Thursday, April 22, 2010

Portishead - Portishead

MINE

Oooh ... Portishead ... long afternoons with nothing to do but read.  Early mornings after loud nights out with intense chat and soul-searching the order of the day. Dummy was the soundtrack to some seriously good nights in and Portishead only more so.  That sound, that deep, trippy, grungy sound with Beth Gibbons' vocals trailing above like an angel with a serious migraine (YourZ sez: couldn't have said it better myself).  You know what I mean, she's sounding beautiful but only a short way away from turning on you and ripping your eyes out.

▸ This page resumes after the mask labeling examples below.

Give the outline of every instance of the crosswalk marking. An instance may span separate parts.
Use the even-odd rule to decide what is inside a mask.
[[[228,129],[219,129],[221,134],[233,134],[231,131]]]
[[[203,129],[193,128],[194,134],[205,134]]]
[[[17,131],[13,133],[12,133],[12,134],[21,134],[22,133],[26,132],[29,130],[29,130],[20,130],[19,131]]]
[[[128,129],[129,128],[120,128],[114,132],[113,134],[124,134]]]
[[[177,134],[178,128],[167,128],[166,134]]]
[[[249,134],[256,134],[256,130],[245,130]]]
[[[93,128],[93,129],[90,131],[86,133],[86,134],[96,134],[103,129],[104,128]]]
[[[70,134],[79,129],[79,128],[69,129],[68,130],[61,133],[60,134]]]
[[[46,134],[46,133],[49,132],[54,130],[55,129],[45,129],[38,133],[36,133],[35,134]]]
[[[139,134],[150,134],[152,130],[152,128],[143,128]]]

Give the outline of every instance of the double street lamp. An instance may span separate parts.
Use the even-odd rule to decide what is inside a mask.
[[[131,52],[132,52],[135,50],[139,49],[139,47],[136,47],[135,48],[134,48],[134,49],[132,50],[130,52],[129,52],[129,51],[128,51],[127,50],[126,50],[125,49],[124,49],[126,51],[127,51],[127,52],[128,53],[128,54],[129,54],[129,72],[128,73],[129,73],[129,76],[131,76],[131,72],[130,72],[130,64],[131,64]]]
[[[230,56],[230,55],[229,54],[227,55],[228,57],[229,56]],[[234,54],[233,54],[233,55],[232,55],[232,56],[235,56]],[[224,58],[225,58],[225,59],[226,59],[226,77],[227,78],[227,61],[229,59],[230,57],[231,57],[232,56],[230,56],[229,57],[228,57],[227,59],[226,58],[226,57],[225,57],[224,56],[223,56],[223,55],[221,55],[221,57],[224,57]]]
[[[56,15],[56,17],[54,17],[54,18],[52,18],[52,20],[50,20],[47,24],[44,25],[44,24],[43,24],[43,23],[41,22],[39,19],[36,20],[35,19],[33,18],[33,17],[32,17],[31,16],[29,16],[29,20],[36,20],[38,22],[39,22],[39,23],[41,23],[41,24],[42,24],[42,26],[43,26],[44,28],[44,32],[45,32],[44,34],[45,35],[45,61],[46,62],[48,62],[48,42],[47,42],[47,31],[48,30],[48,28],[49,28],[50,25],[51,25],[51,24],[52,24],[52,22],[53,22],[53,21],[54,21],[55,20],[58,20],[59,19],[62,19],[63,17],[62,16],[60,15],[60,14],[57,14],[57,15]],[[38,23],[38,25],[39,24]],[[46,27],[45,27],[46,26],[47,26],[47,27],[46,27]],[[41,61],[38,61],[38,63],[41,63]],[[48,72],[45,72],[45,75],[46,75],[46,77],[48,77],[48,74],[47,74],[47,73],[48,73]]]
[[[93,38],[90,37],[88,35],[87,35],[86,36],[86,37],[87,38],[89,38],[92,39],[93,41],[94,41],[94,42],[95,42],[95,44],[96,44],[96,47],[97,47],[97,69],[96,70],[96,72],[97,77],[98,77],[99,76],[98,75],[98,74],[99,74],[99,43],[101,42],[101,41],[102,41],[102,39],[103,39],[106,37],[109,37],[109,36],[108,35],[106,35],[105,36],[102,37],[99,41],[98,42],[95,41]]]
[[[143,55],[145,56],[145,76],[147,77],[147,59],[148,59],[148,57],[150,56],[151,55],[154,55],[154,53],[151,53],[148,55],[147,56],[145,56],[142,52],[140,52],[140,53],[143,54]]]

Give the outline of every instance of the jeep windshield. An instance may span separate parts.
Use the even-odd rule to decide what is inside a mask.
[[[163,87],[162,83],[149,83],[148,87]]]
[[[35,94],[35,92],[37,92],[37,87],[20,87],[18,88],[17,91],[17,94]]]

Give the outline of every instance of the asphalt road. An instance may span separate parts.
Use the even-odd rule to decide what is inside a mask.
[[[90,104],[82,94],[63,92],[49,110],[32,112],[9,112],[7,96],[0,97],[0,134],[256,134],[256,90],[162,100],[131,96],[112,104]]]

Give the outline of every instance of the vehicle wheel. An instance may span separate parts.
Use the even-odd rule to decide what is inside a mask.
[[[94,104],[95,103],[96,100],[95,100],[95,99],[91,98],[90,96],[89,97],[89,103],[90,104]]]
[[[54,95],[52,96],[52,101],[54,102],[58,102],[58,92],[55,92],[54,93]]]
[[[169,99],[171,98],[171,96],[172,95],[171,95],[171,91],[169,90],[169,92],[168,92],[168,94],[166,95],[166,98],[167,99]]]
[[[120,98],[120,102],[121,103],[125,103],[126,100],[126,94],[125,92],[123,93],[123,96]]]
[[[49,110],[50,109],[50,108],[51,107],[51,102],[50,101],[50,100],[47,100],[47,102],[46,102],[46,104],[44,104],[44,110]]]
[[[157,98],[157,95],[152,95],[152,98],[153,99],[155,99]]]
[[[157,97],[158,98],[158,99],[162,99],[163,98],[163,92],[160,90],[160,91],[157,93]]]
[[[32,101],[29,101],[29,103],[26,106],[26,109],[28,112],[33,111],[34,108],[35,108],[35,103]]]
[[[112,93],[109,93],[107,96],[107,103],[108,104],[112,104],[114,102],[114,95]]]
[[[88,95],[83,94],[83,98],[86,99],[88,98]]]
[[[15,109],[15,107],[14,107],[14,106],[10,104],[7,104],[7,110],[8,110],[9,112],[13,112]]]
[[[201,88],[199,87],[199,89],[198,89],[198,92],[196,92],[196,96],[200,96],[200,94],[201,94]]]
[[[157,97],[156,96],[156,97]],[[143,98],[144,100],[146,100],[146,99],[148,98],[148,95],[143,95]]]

Why has it been so long since this got a spin on the CD player?  Because if pushed I'd probably automatically put on Dummy when reaching for one of their albums.  And I'd seriously forgotten how good, and how James Bond-y, All Mine is.  The creators of the new Bond franchise would do well to look at it for a future soundtrack.  Preferably one involving closeups of Daniel Craig's near-nude body.  Actually I've made a little collection of cool Bond-y type tunes.  The Propellerheads' On Her Majesty's Secret Service and OST's The Spy Who Dubbed Me also inclusion.  You listening, Sam Mendes?  Oh sorry, you don't even know if you're going to get to do this movie.  Here's hoping MGM gets its act together somehow.

But I digress.  Daniel Craig will do that to a girl.  Um, so this album is truly gorgeous, worthy of being in anyone's collection, and why don't we have Third?  Hmmmmm????

VERDICT:TURN IT UP


YOURZ

Portishead evoke such a mood with their music, it often reminds me of movies not yet made; sad, slow and beautiful stories of lost lovers, ghosts of better days and loss of innocence.  Their spare arrangements and use of repetitious rhythms and scratches literally defined trip hop.

After the release of Dummy and the attention it brought them, they retreated, regrouped and came back three years later with this genre-breaking self-titled second album.  It's a darkly-dressed production, rife with eerie theramins and spooky sounds that could very well have made listeners uncomfortable if it wasn't for the inherent beauty of Beth Gibbons' vocals.

It's been quite some time since I listened to Portishead and, like Mine, I found myself wondering why I hadn't heard this for so long.  It is the sort of 'coming-down' music I enjoy so much.  For that reason alone, I'm going to call it my first Forgotten Gem for April.